Judge Maureen Hogan released McCarthy on bail to be held under house arrest and monitored by an electronic bracelet on her ankle in light of the medical examiner's review – described by the judge as a "rare and significant occurrence" – and revised findings by two medical expert witnesses about the child's weeks-old injuries.

In an amended ruling, the Massachusetts medical examiner Katherine Lindstrom ruled out homicide as a cause of death to reflect fresh uncertainty around the underlying health of the child.

Disease

Rehma may have had Von Willebrand disease which “could have made her prone to easy bleeding with relatively minor trauma”, she said.

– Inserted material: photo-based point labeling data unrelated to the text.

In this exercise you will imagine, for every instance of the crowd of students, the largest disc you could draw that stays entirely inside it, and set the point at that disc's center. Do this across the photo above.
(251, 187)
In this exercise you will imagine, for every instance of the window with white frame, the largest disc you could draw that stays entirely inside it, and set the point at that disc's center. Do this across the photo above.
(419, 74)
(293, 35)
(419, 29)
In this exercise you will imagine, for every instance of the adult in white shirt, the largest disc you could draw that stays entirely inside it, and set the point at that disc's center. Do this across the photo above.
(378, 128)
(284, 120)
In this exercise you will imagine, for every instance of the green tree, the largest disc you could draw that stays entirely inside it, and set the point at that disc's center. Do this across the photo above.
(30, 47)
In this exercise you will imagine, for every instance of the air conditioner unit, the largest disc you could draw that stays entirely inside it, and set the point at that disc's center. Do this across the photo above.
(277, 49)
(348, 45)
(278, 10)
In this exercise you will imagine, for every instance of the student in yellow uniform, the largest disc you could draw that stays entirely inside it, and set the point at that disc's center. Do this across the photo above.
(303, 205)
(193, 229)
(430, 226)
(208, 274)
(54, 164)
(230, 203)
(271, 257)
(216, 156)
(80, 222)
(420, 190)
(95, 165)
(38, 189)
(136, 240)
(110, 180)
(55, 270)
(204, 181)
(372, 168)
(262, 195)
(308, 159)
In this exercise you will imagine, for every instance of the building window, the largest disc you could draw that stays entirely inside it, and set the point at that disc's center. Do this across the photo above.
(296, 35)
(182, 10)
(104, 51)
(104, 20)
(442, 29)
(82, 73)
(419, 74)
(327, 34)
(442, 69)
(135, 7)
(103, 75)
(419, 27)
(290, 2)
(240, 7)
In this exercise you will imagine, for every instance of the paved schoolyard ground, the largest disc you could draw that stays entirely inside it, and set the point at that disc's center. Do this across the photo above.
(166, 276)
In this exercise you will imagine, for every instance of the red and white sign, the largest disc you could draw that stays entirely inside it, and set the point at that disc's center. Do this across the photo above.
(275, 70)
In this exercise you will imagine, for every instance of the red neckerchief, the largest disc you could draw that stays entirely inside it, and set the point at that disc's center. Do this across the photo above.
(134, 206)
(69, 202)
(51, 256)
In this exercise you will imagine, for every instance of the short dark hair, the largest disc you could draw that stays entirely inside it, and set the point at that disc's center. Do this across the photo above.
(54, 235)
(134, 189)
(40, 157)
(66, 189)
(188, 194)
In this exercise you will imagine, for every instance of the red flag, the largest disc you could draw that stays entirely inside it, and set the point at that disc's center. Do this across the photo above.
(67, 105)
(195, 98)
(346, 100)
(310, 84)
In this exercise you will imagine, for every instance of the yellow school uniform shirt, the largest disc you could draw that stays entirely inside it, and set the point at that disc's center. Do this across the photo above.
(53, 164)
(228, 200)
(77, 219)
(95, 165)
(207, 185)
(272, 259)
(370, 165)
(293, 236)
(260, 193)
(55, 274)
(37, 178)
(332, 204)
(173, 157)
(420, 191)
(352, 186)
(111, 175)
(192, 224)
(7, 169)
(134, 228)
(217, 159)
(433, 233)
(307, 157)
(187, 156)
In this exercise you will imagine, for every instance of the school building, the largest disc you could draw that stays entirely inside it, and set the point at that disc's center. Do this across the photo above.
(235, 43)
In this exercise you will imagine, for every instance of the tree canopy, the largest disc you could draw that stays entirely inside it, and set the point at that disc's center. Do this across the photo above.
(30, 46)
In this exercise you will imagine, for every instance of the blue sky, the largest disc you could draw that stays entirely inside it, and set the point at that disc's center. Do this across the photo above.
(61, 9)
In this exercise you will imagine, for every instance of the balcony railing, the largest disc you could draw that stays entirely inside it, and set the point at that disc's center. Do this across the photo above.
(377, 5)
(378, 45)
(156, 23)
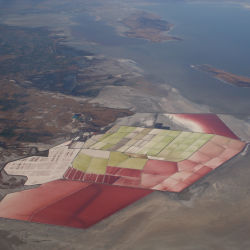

“Given these uncertainties I am no longer convinced that the subdural haemorrhage [a serious head injury] in this case could only have been caused by abuse/inflicted head trauma, and I can no longer rule the manner of death as homicide,” the examiner said.

“I believe that enough evidence has been presented to raise the possibility that the bleeding could have been related to an accidental injury in a child with a bleeding risk or possibly could have even been a result of an undefined natural disease.”

McCarthy spent 27 months in jail and a further three months under house arrest.

"The life of an innocent woman was ruined," McCarthy's lawyer Melinda Thompson told US media yesterday.